Post by Stefan Monnier
Clearly this problem is not specific to Emacs, so what do people do?
Hold on to iso-2022 for as long as they can (like we do in Emacs)?
Give up on these "details" of rendering for files using a mix of C, J, and K?
Rely on higher-level info (XML tags and friends) to carry the charset info?
For most uses, people typically just use UTF-8 and give up on the
details, which tend to be in areas that many users don't care much about
anyway. In practice if (say) a Japanese reader sees a Chinese quotation
in a page of Japanese text, there's an excellent chance the reader won't
much mind that the Chinese characters are rendered in Japanese-style, as
this has long been common practice in Japanese printing anyway.

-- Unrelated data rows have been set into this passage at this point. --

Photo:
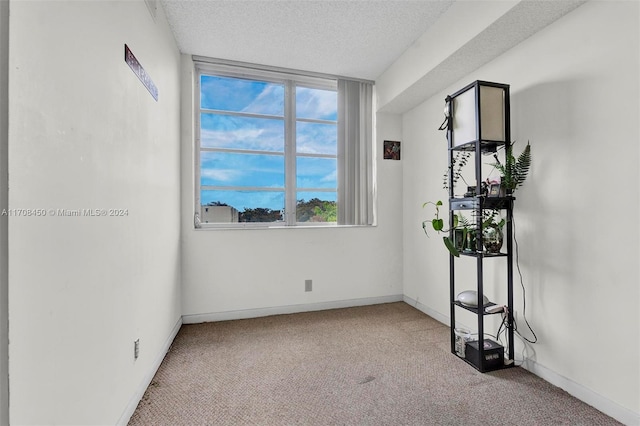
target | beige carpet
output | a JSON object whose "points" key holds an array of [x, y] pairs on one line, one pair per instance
{"points": [[385, 364]]}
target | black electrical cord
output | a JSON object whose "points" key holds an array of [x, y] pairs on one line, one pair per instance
{"points": [[524, 298]]}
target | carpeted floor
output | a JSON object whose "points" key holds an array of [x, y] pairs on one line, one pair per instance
{"points": [[386, 364]]}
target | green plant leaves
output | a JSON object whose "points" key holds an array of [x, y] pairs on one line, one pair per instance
{"points": [[452, 248]]}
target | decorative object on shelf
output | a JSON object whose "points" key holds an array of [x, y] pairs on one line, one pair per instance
{"points": [[478, 122], [459, 160], [437, 223], [514, 171], [480, 112], [492, 238]]}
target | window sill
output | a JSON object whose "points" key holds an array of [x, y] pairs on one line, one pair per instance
{"points": [[259, 227]]}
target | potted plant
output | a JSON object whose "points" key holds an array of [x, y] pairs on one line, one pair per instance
{"points": [[513, 173]]}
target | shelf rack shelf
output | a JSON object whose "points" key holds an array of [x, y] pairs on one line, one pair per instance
{"points": [[478, 123]]}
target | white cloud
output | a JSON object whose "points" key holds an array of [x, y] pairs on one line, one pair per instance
{"points": [[222, 175]]}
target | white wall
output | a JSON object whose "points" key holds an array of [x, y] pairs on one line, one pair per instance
{"points": [[243, 273], [575, 96], [4, 220], [85, 134]]}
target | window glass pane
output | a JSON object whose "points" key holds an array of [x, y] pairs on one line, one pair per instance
{"points": [[316, 138], [226, 169], [226, 131], [241, 206], [316, 103], [236, 94], [316, 172], [316, 207]]}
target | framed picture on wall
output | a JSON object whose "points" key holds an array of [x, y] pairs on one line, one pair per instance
{"points": [[391, 150]]}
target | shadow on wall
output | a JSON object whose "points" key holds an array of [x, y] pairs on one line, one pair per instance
{"points": [[541, 114]]}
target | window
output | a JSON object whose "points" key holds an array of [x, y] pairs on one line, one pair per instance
{"points": [[269, 149]]}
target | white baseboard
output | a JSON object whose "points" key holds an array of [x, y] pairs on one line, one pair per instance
{"points": [[136, 397], [610, 408], [287, 309], [599, 402], [424, 308]]}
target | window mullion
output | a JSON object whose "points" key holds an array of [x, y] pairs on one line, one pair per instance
{"points": [[290, 152]]}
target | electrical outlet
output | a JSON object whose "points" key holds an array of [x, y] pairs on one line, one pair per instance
{"points": [[136, 349]]}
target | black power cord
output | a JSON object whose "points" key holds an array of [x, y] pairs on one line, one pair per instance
{"points": [[524, 298]]}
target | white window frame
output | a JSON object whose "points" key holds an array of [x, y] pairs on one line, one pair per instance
{"points": [[290, 80]]}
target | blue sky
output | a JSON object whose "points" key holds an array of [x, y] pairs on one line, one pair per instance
{"points": [[265, 170]]}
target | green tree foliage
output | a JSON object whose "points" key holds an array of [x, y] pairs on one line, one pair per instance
{"points": [[316, 210], [260, 214]]}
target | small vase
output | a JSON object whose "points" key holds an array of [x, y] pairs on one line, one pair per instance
{"points": [[492, 238]]}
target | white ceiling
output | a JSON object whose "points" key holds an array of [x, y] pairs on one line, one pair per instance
{"points": [[352, 38], [359, 38]]}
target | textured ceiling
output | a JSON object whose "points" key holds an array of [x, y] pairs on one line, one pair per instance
{"points": [[353, 38]]}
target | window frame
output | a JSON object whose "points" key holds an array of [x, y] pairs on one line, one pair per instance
{"points": [[290, 80]]}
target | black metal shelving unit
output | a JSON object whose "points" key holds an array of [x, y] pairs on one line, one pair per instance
{"points": [[478, 146]]}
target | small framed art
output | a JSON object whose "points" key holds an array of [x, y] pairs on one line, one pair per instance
{"points": [[391, 150]]}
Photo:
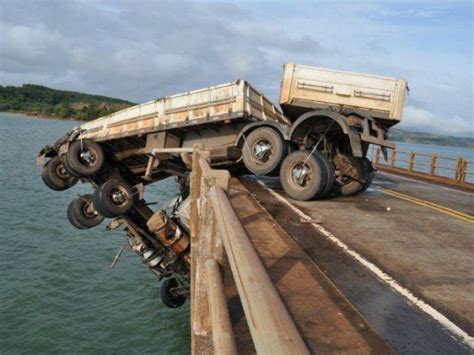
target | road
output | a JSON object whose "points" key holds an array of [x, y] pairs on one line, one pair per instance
{"points": [[401, 252]]}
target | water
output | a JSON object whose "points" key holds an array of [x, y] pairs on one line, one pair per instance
{"points": [[58, 293], [446, 162]]}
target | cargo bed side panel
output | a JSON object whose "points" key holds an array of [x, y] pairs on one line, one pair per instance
{"points": [[311, 87], [215, 103]]}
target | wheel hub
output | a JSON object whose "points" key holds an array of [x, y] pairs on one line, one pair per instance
{"points": [[300, 174], [118, 197], [87, 157], [263, 150]]}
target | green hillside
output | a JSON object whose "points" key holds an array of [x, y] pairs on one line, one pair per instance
{"points": [[40, 100], [399, 135]]}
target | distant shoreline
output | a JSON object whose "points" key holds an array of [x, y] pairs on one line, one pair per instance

There are of course exceptions where it really matters which font you
use, such as the Wikipedia page on Chinese character variants that
Clément mentioned. But these are rare, and are typically handled by
means other than plain text. It's like the Wikipedia page on kerning,
which uses images rather than plain UTF-8 text to illustrate how to kern
I mildly prefer multilingual text to be rendered in a consistent style
for my language, as opposed to having it rendered separately for readers
of each of its component languages, as this makes the text a bit easier
for me to read (which is the point of text, isn't it?). But this of
course is merely a style preference.
For what it's worth, the April 2018 w3techs.com numbers say that UTF-8
is used by 91.3% of websites whose character encoding they know, and
that this number is steadily growing (it was 88.9% a year ago). In
contrast, ISO 2022 usage is declining steadily. Of course the web is not
the entire universe; still, it's pretty clear which way the world is going.